I have had a fine telling day examining the ruins of the old forest
of Sitka spruce that no great time ago grew in a shallow mud-filled
basin near the southwest corner of the glacier. The trees were
protected by a spur of the mountain that puts out here, and when the
glacier advanced they were simply flooded with fine sand and
overborne. Stumps by the hundred, three to fifteen feet high, rooted
in a stream of fine blue mud on cobbles, still have their bark on. A
stratum of decomposed bark, leaves, cones, and old trunks is still in
place. Some of the stumps are on rocky ridges of gravelly soil about
one hundred and twenty-five feet above the sea.
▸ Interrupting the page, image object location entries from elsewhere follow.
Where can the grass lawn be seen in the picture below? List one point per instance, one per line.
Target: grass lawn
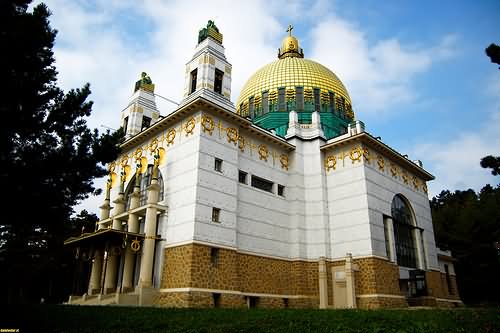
(61, 318)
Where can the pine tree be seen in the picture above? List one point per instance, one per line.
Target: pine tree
(48, 155)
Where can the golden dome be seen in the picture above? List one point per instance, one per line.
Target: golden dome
(289, 73)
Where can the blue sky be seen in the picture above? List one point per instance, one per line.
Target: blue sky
(416, 70)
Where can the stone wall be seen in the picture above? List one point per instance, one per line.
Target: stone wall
(376, 276)
(200, 271)
(193, 265)
(381, 302)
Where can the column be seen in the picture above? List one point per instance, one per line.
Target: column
(133, 226)
(119, 208)
(113, 259)
(323, 284)
(350, 283)
(105, 207)
(392, 243)
(148, 247)
(95, 275)
(420, 250)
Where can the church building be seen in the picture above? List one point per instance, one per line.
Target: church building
(282, 200)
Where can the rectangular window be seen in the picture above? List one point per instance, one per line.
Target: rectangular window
(194, 77)
(216, 299)
(214, 256)
(242, 177)
(218, 81)
(281, 190)
(146, 122)
(387, 239)
(262, 184)
(299, 97)
(215, 214)
(251, 109)
(252, 302)
(265, 102)
(281, 99)
(332, 101)
(317, 105)
(125, 124)
(448, 279)
(218, 165)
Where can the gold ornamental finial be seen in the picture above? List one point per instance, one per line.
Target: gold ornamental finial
(290, 46)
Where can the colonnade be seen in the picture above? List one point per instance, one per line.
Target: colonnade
(106, 261)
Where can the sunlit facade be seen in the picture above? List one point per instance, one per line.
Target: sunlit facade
(284, 200)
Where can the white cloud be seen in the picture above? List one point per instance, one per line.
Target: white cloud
(378, 77)
(93, 45)
(455, 163)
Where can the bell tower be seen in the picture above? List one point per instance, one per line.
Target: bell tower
(141, 111)
(208, 71)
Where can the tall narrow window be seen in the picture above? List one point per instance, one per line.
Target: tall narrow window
(387, 239)
(265, 102)
(146, 122)
(317, 106)
(299, 97)
(216, 298)
(242, 177)
(194, 77)
(214, 256)
(281, 190)
(215, 214)
(251, 110)
(404, 232)
(331, 95)
(218, 81)
(448, 279)
(281, 99)
(125, 124)
(218, 165)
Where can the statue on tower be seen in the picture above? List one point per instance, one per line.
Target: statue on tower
(210, 30)
(145, 83)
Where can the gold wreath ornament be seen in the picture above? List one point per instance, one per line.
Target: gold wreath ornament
(207, 124)
(170, 136)
(263, 152)
(356, 154)
(124, 161)
(330, 163)
(284, 161)
(135, 245)
(189, 127)
(153, 146)
(380, 163)
(138, 154)
(394, 170)
(232, 135)
(241, 143)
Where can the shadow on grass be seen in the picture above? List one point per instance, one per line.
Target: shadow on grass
(65, 318)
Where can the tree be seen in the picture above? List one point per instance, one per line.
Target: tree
(48, 155)
(493, 51)
(468, 224)
(493, 163)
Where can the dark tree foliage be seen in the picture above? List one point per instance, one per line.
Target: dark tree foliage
(48, 156)
(493, 163)
(468, 224)
(493, 51)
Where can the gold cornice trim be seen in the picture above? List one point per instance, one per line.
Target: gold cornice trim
(369, 140)
(202, 104)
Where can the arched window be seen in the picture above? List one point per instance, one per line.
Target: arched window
(144, 183)
(404, 232)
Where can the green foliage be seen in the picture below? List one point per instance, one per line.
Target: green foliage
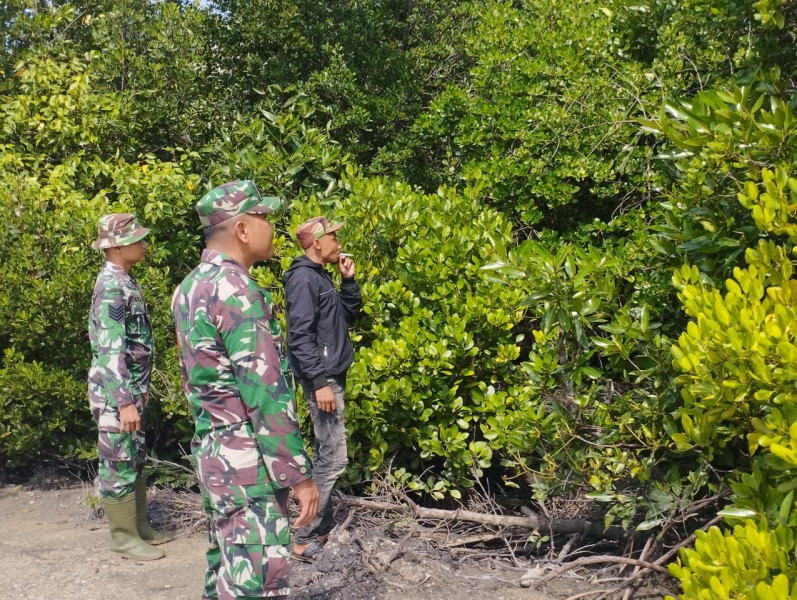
(40, 410)
(745, 564)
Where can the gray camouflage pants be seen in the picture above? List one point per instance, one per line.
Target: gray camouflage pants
(330, 458)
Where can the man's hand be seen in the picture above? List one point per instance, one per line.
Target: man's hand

The valley has been
washed out by the stream now occupying it, one of the glacier's
draining streams a mile long or more and an eighth of a mile wide.
I got supper early and was just going to bed, when I was startled by
seeing a man coming across the moraine, Professor Reid, who had seen
me from the main camp and who came with Mr. Loomis and the cook in
their boat to ferry me over. I had not intended making signals for
them until to-morrow but was glad to go. I had been seen also by Mr.
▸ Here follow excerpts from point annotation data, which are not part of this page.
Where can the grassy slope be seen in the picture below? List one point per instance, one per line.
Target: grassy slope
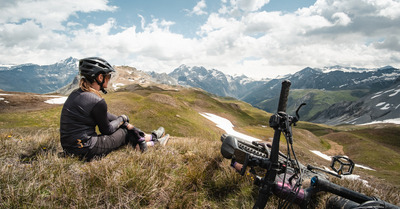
(188, 173)
(317, 100)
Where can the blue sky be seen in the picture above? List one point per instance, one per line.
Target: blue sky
(258, 38)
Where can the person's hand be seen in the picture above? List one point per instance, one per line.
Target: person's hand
(130, 126)
(125, 118)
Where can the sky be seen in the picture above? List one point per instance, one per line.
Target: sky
(256, 38)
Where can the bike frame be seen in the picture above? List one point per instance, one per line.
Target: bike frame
(281, 122)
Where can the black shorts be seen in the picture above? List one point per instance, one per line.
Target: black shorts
(107, 143)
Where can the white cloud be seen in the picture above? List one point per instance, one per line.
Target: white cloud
(199, 8)
(240, 38)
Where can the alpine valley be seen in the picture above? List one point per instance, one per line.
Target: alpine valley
(334, 95)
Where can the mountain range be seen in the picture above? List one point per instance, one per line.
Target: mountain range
(38, 78)
(334, 95)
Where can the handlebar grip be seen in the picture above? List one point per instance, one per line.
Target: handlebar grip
(284, 96)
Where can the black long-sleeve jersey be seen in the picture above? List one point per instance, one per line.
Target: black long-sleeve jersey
(80, 115)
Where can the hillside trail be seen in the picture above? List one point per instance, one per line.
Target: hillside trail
(335, 149)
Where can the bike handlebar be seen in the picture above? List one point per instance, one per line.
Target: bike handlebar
(284, 96)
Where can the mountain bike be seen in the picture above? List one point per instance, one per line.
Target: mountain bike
(284, 174)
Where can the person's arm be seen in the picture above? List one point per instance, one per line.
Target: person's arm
(100, 115)
(111, 116)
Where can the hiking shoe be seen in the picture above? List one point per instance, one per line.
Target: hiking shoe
(163, 140)
(157, 134)
(143, 146)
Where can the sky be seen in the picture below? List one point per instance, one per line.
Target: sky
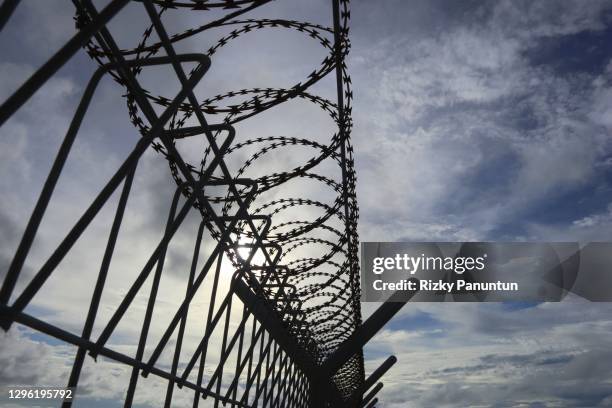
(473, 121)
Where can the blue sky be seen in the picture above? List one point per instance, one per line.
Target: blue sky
(474, 120)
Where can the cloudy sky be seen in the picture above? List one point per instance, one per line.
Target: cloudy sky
(474, 120)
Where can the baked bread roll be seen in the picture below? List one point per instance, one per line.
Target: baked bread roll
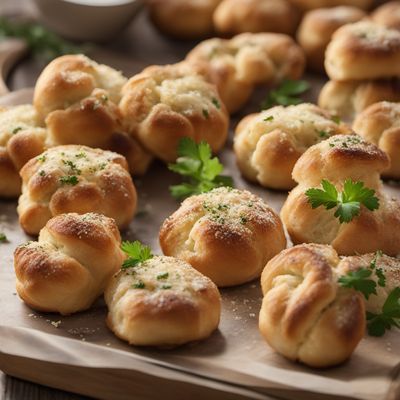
(363, 50)
(70, 265)
(337, 159)
(268, 144)
(21, 138)
(77, 98)
(305, 315)
(238, 16)
(78, 179)
(165, 103)
(347, 99)
(390, 267)
(226, 234)
(316, 30)
(307, 5)
(183, 19)
(388, 15)
(162, 302)
(236, 65)
(380, 124)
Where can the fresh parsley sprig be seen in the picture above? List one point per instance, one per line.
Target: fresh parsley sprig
(195, 163)
(347, 203)
(39, 40)
(377, 324)
(286, 94)
(137, 253)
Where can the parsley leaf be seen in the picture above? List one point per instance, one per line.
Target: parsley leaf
(348, 202)
(377, 324)
(196, 163)
(286, 94)
(358, 280)
(136, 252)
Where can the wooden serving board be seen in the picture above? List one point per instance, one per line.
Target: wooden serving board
(78, 353)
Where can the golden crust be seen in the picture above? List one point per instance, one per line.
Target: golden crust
(248, 59)
(163, 302)
(267, 145)
(337, 159)
(354, 46)
(189, 19)
(77, 98)
(21, 138)
(68, 268)
(237, 16)
(305, 315)
(306, 5)
(380, 124)
(390, 266)
(228, 235)
(388, 15)
(347, 99)
(78, 179)
(162, 104)
(316, 30)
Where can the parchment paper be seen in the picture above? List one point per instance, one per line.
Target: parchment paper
(78, 353)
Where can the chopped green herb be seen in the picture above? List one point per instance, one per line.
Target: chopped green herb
(163, 276)
(286, 94)
(137, 253)
(139, 285)
(202, 171)
(347, 203)
(378, 324)
(216, 103)
(166, 287)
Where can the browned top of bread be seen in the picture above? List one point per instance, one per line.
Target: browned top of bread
(70, 78)
(341, 157)
(67, 269)
(305, 315)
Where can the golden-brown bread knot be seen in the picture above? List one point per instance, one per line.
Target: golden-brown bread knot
(380, 124)
(248, 59)
(21, 138)
(78, 98)
(317, 27)
(188, 19)
(268, 144)
(305, 315)
(226, 234)
(347, 99)
(78, 179)
(338, 159)
(364, 43)
(70, 265)
(162, 104)
(306, 5)
(162, 302)
(390, 267)
(237, 16)
(388, 15)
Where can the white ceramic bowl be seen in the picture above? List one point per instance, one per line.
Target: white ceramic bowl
(87, 20)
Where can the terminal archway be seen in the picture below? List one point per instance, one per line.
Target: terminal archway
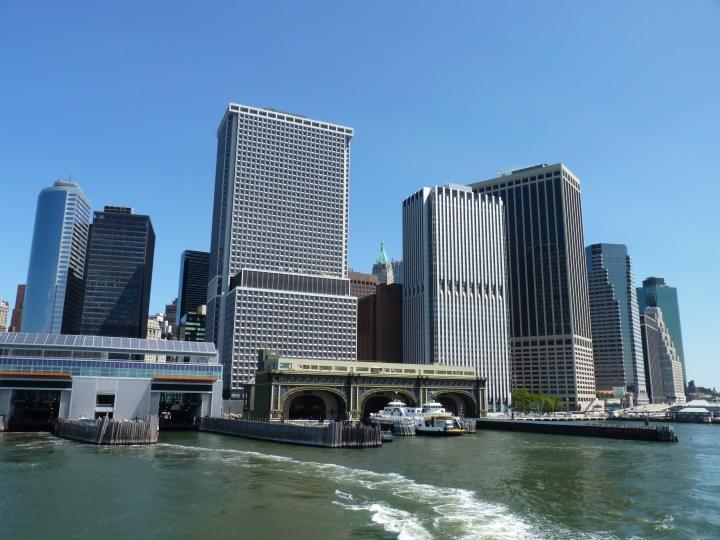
(314, 405)
(34, 410)
(458, 403)
(375, 401)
Case and one of his companions, who were on the western mountain-side
above the fossil forest, shooting ptarmigans. I had a good rest and
sleep and leisure to find out how rich I was in new facts and
pictures and how tired and hungry I was.
Chapter XIX
Auroras
A few days later I set out with Professor Reid's party to visit some
of the other large glaciers that flow into the bay, to observe what
changes have taken place in them since October, 1879, when I first
visited and sketched them. We found the upper half of the bay closely
choked with bergs, through which it was exceedingly difficult to
force a way. After slowly struggling a few miles up the east side, we
dragged the whale-boat and canoe over rough rocks into a fine garden
and comfortably camped for the night.
The next day was spent in cautiously picking a way across to the west
side of the bay; and as the strangely scanty stock of provisions was
already about done, and the ice-jam to the northward seemed
impenetrable, the party decided to return to the main camp by a
comparatively open, roundabout way to the southward, while with the
canoe and a handful of food-scraps I pushed on northward. After a
hard, anxious struggle, I reached the mouth of the Hugh Miller fiord
about sundown, and tried to find a camp-spot on its steep,
boulder-bound shore. But no landing-place where it seemed possible to
drag the canoe above high-tide mark was discovered after examining a
mile or more of this dreary, forbidding barrier, and as night was
closing down, I decided to try to grope my way across the mouth of
the fiord in the starlight to an open sandy spot on which I had
camped in October, 1879, a distance of about three or four miles.